ScraperXML (Open Source XML Web Scraper C# Library) please help verify my work... - Printable Version
+- XBMC Community Forum (http://forum.xbmc.org)
+-- Forum: Development (/forumdisplay.php?fid=32)
+--- Forum: Scraper Development (/forumdisplay.php?fid=60)
+--- Thread: ScraperXML (Open Source XML Web Scraper C# Library) please help verify my work... (/showthread.php?tid=50055)
- spiff - 2009-05-20 13:23
- Nicezia - 2009-05-20 14:33
I can honestly say i couldn't have done it without you spiff,
i did find one error in it, the function that i made to clean is getting out all the html entities, but not the nested tags (found thisout cause i tried to run a scraper i made in with my library on XBMC (the debugging messages for scrapers really helps)
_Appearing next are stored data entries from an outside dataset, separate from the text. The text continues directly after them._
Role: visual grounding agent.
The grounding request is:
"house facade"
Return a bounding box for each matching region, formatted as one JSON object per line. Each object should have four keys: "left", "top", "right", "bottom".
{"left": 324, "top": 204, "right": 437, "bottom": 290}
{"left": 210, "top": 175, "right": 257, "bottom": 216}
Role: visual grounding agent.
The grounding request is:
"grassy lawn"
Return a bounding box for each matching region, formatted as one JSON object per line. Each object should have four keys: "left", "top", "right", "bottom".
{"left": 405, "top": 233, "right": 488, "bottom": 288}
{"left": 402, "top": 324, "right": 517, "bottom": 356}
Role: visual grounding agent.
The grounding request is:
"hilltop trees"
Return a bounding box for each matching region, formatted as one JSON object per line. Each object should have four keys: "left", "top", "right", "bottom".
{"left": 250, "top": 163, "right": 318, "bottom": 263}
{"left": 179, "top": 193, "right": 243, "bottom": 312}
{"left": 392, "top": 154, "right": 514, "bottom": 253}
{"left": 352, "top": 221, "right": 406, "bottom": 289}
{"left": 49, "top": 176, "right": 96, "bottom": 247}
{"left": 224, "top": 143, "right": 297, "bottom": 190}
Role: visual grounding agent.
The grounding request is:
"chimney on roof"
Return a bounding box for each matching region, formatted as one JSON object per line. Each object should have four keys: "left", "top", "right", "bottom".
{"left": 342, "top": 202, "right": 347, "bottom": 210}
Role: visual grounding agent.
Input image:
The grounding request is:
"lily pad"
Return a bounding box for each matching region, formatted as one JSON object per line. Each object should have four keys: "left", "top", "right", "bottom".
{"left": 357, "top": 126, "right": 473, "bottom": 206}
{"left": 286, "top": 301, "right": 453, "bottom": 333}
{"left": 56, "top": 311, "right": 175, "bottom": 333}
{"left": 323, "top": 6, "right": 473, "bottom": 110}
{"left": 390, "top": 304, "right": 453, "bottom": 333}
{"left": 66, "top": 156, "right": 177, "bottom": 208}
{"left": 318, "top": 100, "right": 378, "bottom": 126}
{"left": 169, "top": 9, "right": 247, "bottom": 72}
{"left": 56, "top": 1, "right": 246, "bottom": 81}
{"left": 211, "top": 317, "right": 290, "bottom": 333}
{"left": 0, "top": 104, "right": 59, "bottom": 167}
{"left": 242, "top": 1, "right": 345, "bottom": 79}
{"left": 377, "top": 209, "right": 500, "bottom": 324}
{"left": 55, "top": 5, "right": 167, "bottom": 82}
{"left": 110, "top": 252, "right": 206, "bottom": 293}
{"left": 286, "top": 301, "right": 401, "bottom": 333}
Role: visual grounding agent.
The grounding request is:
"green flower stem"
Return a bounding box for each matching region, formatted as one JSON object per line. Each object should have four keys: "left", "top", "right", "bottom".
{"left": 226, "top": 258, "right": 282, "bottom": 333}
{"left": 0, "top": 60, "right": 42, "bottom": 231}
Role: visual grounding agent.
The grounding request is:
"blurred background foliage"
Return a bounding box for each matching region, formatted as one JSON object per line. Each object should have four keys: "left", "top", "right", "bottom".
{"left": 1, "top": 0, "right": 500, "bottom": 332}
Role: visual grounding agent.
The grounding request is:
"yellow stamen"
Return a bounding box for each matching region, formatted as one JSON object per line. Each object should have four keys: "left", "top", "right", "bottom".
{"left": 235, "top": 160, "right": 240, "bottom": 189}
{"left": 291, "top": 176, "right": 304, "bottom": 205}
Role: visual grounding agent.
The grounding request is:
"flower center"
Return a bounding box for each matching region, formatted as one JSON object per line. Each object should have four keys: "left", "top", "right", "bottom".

so i'm going to have to rewrite the function to remove tags
so version 1.1 soon to be released
And oh, i rewrote the Excalibur scraper, and its working perfectly now. and a few others that weren't working in XBMC for me.
Looking into info on post data now haven't run into a scraper that uses it yet, but I might as well go ahead and make sanctions for it... spoof is already supported.
- spiff - 2009-05-20 15:12
allmusic is a poster iirc. asiandb is a movie scraper posting
- Nicezia - 2009-05-20 16:03
Post method handled now, any other methods on downloading pages i need to know about that are supported in XBMC?
- spiff - 2009-05-20 16:05
nope, post and submit (i.e. no post) are the two forms we support
- Nicezia - 2009-05-20 16:18
good now i can move on to supporting TVShow scrapers
Then Music video scrapers
Then Music Scrapers
The hardest part is over now its just a matter of adding in the other functions and considerations for things other than movies
after that i'm going to start making custom scrapers for games, comics, books, magazines
(I'm quite ambitious)
- spiff - 2009-05-20 16:31
i'd do mvids first as that's pretty much identical to movies, the online part that is. the other part is just another function that is fed the filename.
- Nicezia - 2009-05-20 16:39
Allright i'll go with music vids next.
is there somewhere i could find a list of standard function in each scraper type and what the return data is supposed to look like (because i've already noticed TVShows has a completely different return format from movies in get search results)
- spiff - 2009-05-20 16:55
only documentation as ever when i do stuff is the source itself
the return format should be the same, maybe some diff attributes but it's all a basic <details><entity>..</entity></details> thingie. as "proof" of that, we have only one method that we use in XBMC itself.
- nul7 - 2009-05-20 17:36
Congrats on the release! Sorry I missed it last night.... ended up passing out during the movie. :/